This isn’t a proof at all, it’s an argument. Just jump to the end and assumptions abound, without even a coherent proof structure tying them together. I’m not going to spend a lot of time digging into them, but many of them look quite suspect (like their “typical” spending model).
It doesn’t really matter that much what topology lightning ends up with since it’s trustless anyway. I would have a mild preference on a highly “random” graph, but I don’t think it really matters in the effective absence of counterparty risk.
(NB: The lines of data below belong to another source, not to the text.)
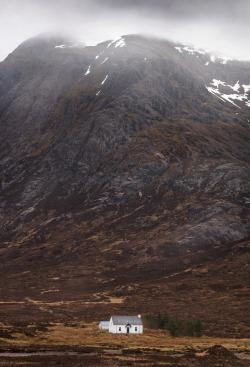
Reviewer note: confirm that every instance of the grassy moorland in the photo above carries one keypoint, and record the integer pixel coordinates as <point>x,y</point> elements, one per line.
<point>85,345</point>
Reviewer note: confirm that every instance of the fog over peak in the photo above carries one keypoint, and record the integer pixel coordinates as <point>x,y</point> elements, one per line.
<point>218,25</point>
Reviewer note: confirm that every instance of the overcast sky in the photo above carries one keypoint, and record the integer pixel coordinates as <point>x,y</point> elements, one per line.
<point>222,25</point>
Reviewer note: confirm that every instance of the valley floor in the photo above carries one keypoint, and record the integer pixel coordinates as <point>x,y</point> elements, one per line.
<point>85,345</point>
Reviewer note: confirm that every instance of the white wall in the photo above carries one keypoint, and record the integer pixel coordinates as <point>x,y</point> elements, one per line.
<point>115,329</point>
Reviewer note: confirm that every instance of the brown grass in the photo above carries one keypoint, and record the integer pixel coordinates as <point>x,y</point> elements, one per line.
<point>88,335</point>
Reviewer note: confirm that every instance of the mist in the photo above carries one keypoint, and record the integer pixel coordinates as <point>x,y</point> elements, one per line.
<point>222,26</point>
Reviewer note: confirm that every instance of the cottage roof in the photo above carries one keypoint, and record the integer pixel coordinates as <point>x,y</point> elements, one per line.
<point>124,320</point>
<point>104,323</point>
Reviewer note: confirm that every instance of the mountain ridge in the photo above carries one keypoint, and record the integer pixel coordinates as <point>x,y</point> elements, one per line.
<point>118,157</point>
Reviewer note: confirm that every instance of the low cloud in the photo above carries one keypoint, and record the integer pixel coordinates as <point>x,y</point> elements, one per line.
<point>221,25</point>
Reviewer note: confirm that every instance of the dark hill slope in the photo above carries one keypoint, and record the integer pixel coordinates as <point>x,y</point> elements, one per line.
<point>120,169</point>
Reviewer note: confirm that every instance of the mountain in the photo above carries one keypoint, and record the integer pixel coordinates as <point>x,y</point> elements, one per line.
<point>124,182</point>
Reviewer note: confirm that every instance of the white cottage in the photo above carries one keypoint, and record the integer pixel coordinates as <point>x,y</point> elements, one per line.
<point>103,325</point>
<point>126,325</point>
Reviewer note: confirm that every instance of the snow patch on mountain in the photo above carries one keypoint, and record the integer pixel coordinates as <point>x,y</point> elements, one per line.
<point>106,77</point>
<point>120,42</point>
<point>105,60</point>
<point>61,46</point>
<point>88,71</point>
<point>242,97</point>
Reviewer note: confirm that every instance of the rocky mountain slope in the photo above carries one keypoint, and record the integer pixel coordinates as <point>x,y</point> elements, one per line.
<point>124,180</point>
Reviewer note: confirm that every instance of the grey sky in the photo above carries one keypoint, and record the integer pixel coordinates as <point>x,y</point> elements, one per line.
<point>222,25</point>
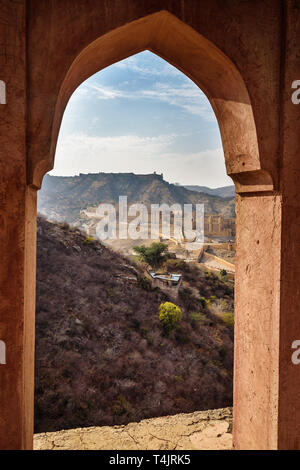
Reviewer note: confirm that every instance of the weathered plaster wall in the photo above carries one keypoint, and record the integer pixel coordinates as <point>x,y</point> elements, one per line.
<point>245,55</point>
<point>17,237</point>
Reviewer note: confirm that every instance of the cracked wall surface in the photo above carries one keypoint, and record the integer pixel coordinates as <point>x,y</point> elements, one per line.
<point>202,430</point>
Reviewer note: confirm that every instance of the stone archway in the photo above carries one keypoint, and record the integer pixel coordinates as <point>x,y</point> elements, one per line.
<point>165,35</point>
<point>49,48</point>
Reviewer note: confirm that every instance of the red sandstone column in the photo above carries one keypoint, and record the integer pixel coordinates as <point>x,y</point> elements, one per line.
<point>17,239</point>
<point>257,317</point>
<point>289,383</point>
<point>267,381</point>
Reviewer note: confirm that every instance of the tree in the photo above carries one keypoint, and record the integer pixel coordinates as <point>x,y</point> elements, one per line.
<point>169,315</point>
<point>153,254</point>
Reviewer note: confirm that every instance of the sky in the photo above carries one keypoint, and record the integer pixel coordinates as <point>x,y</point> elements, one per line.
<point>141,115</point>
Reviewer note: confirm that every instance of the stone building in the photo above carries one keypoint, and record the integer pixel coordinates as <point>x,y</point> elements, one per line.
<point>244,55</point>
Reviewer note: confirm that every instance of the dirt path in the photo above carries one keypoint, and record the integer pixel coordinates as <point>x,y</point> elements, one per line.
<point>202,430</point>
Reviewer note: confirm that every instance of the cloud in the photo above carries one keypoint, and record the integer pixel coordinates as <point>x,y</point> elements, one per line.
<point>135,64</point>
<point>186,96</point>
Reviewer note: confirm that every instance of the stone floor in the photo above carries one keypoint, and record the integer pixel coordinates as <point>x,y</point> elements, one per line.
<point>202,430</point>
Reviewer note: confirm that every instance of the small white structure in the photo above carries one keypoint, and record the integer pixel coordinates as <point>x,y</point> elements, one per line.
<point>2,352</point>
<point>2,92</point>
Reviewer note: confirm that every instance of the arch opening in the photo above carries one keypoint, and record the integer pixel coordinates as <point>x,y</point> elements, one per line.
<point>194,318</point>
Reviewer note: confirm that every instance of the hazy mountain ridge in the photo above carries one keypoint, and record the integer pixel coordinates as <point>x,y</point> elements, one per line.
<point>62,198</point>
<point>101,355</point>
<point>224,191</point>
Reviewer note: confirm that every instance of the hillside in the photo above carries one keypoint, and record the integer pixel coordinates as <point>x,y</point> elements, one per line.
<point>62,198</point>
<point>224,191</point>
<point>101,355</point>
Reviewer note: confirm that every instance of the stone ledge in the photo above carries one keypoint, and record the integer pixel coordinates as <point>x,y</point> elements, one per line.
<point>202,430</point>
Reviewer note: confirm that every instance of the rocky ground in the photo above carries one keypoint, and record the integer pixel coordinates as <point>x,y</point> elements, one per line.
<point>202,430</point>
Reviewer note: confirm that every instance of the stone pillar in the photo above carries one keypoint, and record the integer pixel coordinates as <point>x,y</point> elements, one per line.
<point>257,316</point>
<point>17,239</point>
<point>289,383</point>
<point>267,382</point>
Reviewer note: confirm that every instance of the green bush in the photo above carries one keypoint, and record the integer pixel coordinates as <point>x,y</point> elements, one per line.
<point>228,319</point>
<point>198,318</point>
<point>170,316</point>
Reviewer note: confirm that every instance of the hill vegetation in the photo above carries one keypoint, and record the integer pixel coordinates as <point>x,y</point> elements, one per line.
<point>103,356</point>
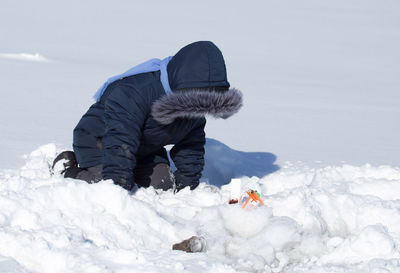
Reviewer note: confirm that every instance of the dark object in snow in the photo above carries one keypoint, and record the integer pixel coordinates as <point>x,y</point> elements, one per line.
<point>191,245</point>
<point>64,161</point>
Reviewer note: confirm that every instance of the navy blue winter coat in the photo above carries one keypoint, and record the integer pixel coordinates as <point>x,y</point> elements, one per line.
<point>135,119</point>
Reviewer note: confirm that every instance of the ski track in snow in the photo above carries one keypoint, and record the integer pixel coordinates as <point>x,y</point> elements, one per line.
<point>332,219</point>
<point>24,57</point>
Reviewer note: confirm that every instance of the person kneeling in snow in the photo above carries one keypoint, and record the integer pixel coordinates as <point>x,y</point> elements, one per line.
<point>160,102</point>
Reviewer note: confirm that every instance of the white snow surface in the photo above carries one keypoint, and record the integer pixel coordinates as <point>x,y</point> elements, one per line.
<point>318,136</point>
<point>24,57</point>
<point>329,219</point>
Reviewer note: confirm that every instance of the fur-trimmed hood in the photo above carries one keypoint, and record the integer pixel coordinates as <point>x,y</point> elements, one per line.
<point>193,73</point>
<point>195,104</point>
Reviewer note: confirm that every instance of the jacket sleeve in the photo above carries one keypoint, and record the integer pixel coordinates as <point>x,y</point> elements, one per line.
<point>124,114</point>
<point>188,156</point>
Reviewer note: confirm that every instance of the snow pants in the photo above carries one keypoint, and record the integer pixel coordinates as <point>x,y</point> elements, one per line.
<point>159,176</point>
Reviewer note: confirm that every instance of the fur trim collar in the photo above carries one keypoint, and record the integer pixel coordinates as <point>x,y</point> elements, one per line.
<point>196,104</point>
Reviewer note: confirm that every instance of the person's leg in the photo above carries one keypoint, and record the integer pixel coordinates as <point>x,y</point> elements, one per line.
<point>159,176</point>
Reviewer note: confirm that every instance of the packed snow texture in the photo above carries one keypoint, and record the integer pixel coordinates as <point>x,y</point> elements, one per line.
<point>330,219</point>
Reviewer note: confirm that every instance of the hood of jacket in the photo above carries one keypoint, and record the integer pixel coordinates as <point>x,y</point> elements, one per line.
<point>196,74</point>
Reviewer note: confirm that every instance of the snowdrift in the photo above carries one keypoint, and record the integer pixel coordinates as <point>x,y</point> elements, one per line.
<point>330,219</point>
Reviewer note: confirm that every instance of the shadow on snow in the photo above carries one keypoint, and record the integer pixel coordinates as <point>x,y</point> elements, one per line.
<point>223,163</point>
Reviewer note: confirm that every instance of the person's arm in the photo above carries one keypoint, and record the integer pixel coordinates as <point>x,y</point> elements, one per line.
<point>125,111</point>
<point>188,156</point>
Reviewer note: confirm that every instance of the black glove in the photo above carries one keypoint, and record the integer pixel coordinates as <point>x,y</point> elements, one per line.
<point>179,183</point>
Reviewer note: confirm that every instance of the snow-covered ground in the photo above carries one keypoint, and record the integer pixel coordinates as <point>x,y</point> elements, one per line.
<point>318,136</point>
<point>328,219</point>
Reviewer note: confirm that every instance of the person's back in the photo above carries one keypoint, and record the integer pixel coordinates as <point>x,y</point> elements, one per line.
<point>122,136</point>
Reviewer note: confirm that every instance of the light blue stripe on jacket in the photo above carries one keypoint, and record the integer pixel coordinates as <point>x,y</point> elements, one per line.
<point>148,66</point>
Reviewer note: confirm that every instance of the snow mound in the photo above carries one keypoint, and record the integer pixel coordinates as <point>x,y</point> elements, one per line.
<point>332,219</point>
<point>24,57</point>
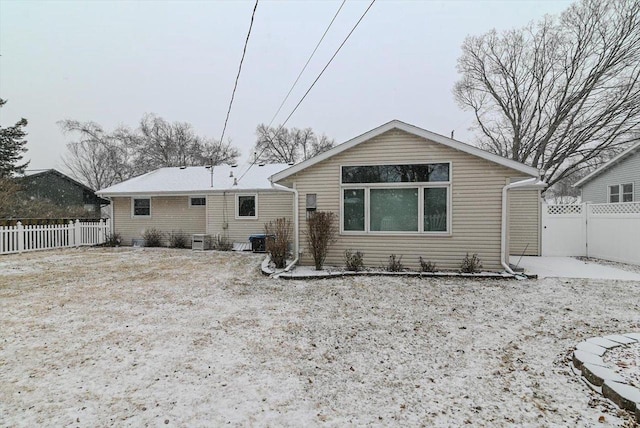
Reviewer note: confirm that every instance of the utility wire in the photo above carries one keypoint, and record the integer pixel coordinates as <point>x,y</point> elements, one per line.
<point>313,84</point>
<point>326,66</point>
<point>307,63</point>
<point>244,51</point>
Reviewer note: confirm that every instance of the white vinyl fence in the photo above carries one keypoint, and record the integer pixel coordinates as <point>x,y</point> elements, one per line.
<point>605,231</point>
<point>19,238</point>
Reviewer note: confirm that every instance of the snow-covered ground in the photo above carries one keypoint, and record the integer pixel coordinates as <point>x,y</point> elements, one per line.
<point>576,267</point>
<point>135,337</point>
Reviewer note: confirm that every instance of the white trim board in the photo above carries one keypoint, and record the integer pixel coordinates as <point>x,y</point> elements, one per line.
<point>411,129</point>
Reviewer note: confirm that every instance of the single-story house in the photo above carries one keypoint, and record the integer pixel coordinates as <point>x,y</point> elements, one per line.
<point>399,189</point>
<point>616,181</point>
<point>61,190</point>
<point>226,201</point>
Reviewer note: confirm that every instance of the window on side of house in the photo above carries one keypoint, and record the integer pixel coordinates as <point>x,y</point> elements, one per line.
<point>627,192</point>
<point>197,201</point>
<point>141,207</point>
<point>396,198</point>
<point>247,206</point>
<point>614,194</point>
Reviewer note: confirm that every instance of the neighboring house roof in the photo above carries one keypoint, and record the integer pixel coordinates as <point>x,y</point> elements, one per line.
<point>616,160</point>
<point>411,129</point>
<point>33,173</point>
<point>196,179</point>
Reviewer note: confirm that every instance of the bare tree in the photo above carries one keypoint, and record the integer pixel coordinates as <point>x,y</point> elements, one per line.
<point>280,145</point>
<point>98,158</point>
<point>562,95</point>
<point>159,143</point>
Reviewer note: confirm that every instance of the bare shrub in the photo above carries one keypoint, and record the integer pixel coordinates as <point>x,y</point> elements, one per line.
<point>427,266</point>
<point>321,232</point>
<point>222,243</point>
<point>152,238</point>
<point>395,264</point>
<point>112,240</point>
<point>471,264</point>
<point>354,261</point>
<point>278,233</point>
<point>178,239</point>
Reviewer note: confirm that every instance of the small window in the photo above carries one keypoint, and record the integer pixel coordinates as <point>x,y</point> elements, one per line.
<point>627,192</point>
<point>353,211</point>
<point>614,194</point>
<point>246,206</point>
<point>197,201</point>
<point>142,207</point>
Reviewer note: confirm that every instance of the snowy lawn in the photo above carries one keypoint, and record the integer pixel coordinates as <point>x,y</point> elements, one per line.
<point>101,337</point>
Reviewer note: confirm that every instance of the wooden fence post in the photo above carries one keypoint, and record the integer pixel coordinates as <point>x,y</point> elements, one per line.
<point>20,229</point>
<point>78,234</point>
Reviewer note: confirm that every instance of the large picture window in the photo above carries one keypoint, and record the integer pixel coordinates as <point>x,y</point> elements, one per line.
<point>246,206</point>
<point>396,198</point>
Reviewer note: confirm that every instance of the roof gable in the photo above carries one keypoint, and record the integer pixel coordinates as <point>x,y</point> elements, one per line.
<point>411,129</point>
<point>635,149</point>
<point>196,179</point>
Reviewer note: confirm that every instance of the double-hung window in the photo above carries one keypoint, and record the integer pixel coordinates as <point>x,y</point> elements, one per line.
<point>247,206</point>
<point>621,193</point>
<point>406,198</point>
<point>141,207</point>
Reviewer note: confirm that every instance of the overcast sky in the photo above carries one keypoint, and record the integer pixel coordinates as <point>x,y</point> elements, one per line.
<point>113,61</point>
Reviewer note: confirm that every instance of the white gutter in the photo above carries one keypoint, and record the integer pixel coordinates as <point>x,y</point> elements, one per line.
<point>530,182</point>
<point>296,230</point>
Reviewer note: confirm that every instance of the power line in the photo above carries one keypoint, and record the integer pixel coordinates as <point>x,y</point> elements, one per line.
<point>244,51</point>
<point>307,63</point>
<point>314,82</point>
<point>326,66</point>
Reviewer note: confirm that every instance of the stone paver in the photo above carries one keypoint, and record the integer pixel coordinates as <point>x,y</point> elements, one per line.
<point>605,343</point>
<point>588,358</point>
<point>591,348</point>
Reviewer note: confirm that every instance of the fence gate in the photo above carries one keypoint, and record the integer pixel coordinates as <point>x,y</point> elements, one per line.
<point>564,230</point>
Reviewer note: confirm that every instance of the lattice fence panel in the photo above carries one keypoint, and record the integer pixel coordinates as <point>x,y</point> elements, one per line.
<point>564,209</point>
<point>622,208</point>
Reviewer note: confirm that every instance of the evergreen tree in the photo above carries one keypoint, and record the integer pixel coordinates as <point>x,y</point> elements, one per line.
<point>12,147</point>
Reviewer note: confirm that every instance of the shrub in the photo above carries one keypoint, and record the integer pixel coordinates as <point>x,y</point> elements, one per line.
<point>354,261</point>
<point>426,265</point>
<point>395,264</point>
<point>471,264</point>
<point>278,233</point>
<point>321,232</point>
<point>152,238</point>
<point>222,243</point>
<point>178,239</point>
<point>112,240</point>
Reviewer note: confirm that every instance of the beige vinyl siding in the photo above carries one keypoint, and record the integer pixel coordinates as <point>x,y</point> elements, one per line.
<point>168,213</point>
<point>476,205</point>
<point>524,222</point>
<point>221,208</point>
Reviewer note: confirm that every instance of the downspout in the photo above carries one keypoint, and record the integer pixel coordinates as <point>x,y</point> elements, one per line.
<point>296,230</point>
<point>503,237</point>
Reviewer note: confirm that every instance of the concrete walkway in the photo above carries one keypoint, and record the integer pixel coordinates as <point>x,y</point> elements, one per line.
<point>569,267</point>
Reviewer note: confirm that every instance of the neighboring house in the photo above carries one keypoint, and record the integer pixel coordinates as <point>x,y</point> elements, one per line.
<point>61,190</point>
<point>232,202</point>
<point>399,189</point>
<point>616,181</point>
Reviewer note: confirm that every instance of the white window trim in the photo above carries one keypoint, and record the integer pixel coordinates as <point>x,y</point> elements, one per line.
<point>133,211</point>
<point>237,210</point>
<point>419,185</point>
<point>197,206</point>
<point>633,192</point>
<point>621,192</point>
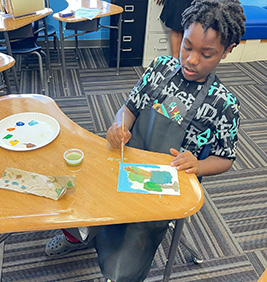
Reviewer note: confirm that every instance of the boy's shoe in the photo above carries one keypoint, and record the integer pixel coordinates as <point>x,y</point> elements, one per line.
<point>59,246</point>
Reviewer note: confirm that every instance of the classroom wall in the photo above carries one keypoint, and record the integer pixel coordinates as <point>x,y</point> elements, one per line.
<point>59,5</point>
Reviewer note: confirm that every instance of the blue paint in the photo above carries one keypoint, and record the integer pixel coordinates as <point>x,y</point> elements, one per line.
<point>20,123</point>
<point>32,122</point>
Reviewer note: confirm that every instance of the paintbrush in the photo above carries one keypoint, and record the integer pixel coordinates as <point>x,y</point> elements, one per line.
<point>122,144</point>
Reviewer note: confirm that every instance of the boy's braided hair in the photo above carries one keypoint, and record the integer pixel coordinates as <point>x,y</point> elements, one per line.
<point>224,16</point>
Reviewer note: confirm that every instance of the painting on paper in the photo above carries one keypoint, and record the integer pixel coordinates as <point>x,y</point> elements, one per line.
<point>148,178</point>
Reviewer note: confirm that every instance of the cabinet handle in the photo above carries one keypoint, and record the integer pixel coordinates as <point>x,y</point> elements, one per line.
<point>126,50</point>
<point>161,49</point>
<point>127,38</point>
<point>129,8</point>
<point>129,21</point>
<point>163,40</point>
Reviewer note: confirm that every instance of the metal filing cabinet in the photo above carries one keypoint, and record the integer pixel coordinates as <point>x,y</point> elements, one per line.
<point>133,32</point>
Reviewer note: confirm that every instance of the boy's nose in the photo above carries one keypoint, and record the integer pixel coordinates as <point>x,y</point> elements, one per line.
<point>193,59</point>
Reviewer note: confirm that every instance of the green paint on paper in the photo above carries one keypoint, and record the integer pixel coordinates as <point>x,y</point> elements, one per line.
<point>8,136</point>
<point>161,177</point>
<point>69,184</point>
<point>152,186</point>
<point>136,177</point>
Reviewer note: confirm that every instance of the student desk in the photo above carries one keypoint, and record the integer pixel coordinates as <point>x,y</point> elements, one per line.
<point>6,62</point>
<point>85,26</point>
<point>95,200</point>
<point>8,23</point>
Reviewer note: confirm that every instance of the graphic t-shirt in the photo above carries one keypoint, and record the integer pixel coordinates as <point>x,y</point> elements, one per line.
<point>216,121</point>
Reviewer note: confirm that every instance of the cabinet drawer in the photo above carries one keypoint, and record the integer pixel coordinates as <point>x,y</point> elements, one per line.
<point>158,45</point>
<point>154,23</point>
<point>131,45</point>
<point>133,16</point>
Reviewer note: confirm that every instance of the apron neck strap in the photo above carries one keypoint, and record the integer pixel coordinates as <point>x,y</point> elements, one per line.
<point>198,101</point>
<point>163,83</point>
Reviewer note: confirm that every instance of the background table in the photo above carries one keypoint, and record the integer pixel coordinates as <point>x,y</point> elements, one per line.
<point>107,9</point>
<point>95,200</point>
<point>6,62</point>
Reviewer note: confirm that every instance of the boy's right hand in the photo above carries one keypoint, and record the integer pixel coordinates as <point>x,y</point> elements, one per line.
<point>115,135</point>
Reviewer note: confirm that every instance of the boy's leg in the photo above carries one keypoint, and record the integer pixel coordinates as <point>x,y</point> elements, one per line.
<point>126,251</point>
<point>71,240</point>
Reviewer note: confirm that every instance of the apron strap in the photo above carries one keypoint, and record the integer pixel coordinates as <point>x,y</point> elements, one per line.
<point>162,85</point>
<point>198,101</point>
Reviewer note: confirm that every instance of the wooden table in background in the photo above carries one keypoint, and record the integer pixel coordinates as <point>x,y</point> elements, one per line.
<point>8,23</point>
<point>107,9</point>
<point>6,62</point>
<point>95,200</point>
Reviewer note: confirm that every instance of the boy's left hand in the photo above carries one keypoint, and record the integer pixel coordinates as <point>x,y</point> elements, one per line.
<point>185,161</point>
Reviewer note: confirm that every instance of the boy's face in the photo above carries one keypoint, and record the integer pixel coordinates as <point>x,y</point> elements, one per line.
<point>200,52</point>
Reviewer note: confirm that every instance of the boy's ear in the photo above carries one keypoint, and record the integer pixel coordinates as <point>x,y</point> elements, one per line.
<point>228,50</point>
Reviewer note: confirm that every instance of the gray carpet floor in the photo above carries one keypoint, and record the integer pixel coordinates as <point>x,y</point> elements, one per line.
<point>230,230</point>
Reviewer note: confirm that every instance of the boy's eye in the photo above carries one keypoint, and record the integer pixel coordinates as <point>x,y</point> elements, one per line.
<point>206,56</point>
<point>187,48</point>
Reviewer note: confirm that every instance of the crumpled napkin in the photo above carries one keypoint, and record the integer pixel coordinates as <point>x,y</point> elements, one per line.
<point>53,187</point>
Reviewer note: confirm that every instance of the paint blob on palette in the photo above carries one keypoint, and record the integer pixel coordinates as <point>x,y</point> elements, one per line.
<point>148,178</point>
<point>27,131</point>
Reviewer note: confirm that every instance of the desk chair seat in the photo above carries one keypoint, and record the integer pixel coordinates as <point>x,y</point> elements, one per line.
<point>27,45</point>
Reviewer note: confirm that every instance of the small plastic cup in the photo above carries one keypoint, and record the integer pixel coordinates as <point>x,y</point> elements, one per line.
<point>73,157</point>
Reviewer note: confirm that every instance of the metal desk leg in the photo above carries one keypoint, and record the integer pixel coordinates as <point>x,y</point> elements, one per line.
<point>119,44</point>
<point>7,83</point>
<point>9,51</point>
<point>63,55</point>
<point>47,51</point>
<point>173,248</point>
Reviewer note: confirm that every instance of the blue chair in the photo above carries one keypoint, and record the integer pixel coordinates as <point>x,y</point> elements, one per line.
<point>24,42</point>
<point>177,236</point>
<point>51,32</point>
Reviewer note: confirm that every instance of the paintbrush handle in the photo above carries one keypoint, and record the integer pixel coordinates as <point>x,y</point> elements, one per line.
<point>122,144</point>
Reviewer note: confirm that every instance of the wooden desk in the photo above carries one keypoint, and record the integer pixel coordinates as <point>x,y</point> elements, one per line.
<point>8,23</point>
<point>95,200</point>
<point>107,9</point>
<point>6,62</point>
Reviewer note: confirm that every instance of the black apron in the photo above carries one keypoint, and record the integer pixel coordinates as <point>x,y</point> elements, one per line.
<point>126,251</point>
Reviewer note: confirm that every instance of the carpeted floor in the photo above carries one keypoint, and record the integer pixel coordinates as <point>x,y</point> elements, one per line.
<point>231,228</point>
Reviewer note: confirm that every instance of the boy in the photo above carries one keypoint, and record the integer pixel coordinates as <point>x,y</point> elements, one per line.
<point>178,108</point>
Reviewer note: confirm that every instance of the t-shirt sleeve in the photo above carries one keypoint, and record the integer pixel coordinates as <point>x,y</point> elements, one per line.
<point>227,126</point>
<point>157,71</point>
<point>138,97</point>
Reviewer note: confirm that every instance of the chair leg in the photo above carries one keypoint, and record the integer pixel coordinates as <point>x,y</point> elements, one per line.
<point>41,70</point>
<point>7,82</point>
<point>49,75</point>
<point>173,248</point>
<point>197,257</point>
<point>76,46</point>
<point>57,47</point>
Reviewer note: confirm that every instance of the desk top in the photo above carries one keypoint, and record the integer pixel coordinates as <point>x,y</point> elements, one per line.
<point>8,23</point>
<point>95,200</point>
<point>6,62</point>
<point>107,9</point>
For a more compelling argument regarding LN, which takes on the linked post, see
For what it’s worth, I gave a talk with conclusions very similar to this post at Papers we Love on the Interledger protocol (which also includes a mention of Lightning):
There is a very important distinction between what Paul Baran called “decentralized” and what he called “distributed”: the former are hub-and-spoke systems, which fundamentally scale with the capacity of the hubs. “Distributed” systems, which Baran suggests optimally have at least 3 links to other nodes, can scale unboundedly as they become both faster and more resilient as more nodes join the network.
My talk steps through Paul Baran’s graphs comparing Lightning to a “decentralized” hub-and-spoke network, and concluding with Interledger as a truly distributed alternative. That’s not even to say Lightning and Interledger are competing on the same playing field: Interledger could be potentially used to interconnect different implementations of Lightning operating on different blockchains.